Multiple internal resonances and modal interaction processes of a cable-stayed bridge physical model subjected to an invariant single-excitation

Abstract

There exist complex internal resonances in cable-stayed bridges. In order to study multiple internal resonances under the excitation of an invariant single-excitation and to ascertain the modal interaction processes, a nonlinear dynamic experiment of cable-stayed bridge was carried out. The modal parameters of the experimental physical model were evaluated by two finite element models (the OECS and MECS). Mode shapes were classified and compared to distinguish the in-plane and out-of-plane as well as the global, local and hybrid modes. Potential internal resonances were recognized by investigate the ratios between cable frequencies and the OECS frequencies. Then, attention was paid not only to the steady-state responses but also the coupling processes.
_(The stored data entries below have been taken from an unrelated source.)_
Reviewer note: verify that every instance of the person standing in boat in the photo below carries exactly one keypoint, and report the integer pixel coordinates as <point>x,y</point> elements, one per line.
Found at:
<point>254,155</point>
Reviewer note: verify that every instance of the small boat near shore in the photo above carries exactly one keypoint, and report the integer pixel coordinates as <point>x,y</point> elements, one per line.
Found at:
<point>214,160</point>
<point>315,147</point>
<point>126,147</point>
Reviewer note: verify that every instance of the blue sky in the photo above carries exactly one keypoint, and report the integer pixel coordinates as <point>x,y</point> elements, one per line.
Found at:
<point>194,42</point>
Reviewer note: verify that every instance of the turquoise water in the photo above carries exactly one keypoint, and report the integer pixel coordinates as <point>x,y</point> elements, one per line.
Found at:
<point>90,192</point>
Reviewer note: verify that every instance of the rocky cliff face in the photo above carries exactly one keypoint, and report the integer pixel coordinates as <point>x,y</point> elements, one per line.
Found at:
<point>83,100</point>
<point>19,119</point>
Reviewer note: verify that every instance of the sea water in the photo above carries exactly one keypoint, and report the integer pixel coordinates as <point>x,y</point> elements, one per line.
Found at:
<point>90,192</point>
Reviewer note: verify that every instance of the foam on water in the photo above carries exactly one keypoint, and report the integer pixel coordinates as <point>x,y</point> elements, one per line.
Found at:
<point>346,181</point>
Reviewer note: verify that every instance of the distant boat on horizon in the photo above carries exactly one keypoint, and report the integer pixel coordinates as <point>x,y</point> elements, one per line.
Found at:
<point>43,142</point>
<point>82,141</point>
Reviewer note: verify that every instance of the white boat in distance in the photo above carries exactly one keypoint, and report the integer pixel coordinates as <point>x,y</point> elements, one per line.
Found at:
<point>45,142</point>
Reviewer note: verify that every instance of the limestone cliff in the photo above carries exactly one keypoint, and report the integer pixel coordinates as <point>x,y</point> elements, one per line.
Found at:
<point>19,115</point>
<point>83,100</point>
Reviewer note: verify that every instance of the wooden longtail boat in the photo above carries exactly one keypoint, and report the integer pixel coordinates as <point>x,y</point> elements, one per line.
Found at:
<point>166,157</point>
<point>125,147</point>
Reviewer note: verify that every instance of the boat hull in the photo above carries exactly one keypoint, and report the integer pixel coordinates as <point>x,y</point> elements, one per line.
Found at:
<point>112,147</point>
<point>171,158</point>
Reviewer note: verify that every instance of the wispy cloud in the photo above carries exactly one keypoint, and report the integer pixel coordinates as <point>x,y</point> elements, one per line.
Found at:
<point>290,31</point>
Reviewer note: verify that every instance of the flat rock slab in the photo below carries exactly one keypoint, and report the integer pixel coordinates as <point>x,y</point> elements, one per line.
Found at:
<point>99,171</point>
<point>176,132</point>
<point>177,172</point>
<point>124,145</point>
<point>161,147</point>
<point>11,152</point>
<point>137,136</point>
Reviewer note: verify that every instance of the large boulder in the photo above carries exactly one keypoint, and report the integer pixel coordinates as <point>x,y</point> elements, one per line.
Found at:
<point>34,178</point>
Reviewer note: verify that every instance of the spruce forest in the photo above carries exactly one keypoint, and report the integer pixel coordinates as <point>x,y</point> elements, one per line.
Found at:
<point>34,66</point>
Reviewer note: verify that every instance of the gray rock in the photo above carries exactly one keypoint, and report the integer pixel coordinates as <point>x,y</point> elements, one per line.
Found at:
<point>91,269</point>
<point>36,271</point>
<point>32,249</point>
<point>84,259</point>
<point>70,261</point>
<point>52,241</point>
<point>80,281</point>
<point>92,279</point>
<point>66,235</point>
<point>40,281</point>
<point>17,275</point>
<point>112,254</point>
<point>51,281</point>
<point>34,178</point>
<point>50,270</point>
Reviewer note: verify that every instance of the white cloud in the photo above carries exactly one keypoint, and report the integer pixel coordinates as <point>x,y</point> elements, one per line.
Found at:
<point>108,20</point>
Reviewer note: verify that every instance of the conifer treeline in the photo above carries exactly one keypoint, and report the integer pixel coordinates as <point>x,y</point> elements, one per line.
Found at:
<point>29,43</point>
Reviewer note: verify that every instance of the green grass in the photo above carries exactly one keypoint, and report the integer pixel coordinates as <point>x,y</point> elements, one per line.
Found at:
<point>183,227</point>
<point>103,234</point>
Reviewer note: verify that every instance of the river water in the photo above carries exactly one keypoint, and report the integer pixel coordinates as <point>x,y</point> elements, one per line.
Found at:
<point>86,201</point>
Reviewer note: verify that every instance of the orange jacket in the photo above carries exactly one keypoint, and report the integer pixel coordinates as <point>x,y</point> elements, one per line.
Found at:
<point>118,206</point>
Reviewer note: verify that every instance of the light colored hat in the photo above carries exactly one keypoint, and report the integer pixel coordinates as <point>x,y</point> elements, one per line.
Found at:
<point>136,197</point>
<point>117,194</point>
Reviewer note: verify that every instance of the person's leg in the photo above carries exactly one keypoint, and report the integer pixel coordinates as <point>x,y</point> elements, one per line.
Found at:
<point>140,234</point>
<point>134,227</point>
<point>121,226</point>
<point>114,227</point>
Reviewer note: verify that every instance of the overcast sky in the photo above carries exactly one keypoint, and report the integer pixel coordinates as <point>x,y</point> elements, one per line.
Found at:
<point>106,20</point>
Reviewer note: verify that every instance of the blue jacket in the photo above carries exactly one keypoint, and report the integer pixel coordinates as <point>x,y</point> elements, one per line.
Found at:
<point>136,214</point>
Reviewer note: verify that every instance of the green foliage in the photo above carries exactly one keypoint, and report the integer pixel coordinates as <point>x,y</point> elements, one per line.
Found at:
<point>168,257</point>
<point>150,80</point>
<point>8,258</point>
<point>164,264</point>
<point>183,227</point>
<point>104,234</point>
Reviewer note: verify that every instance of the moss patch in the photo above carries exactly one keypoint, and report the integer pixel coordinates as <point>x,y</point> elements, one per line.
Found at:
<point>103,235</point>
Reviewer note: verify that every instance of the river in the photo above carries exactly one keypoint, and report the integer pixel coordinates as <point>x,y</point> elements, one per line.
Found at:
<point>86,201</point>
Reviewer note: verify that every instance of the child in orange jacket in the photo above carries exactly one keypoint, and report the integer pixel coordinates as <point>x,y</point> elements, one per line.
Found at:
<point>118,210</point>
It was observed that multiple internal resonances could induce large amplitude vibrations of the entire bridge, including the “beat vibration” of long-cables. Moreover, the sum of the two beat frequencies was equal to the excitation frequency. These phenomena were also found in transient analysis by the MECS finite element model. The interaction processes of the multi-mode resonances were revealed by separating vibration signals using the zero-phase-shift filtering technology and by precisely linking the observed modes to the MECS modes with frequency relations. Research shows that: the forced vibration, 2:1 local-local internal resonance and combined internal resonance had occurred simultaneously in the physical model.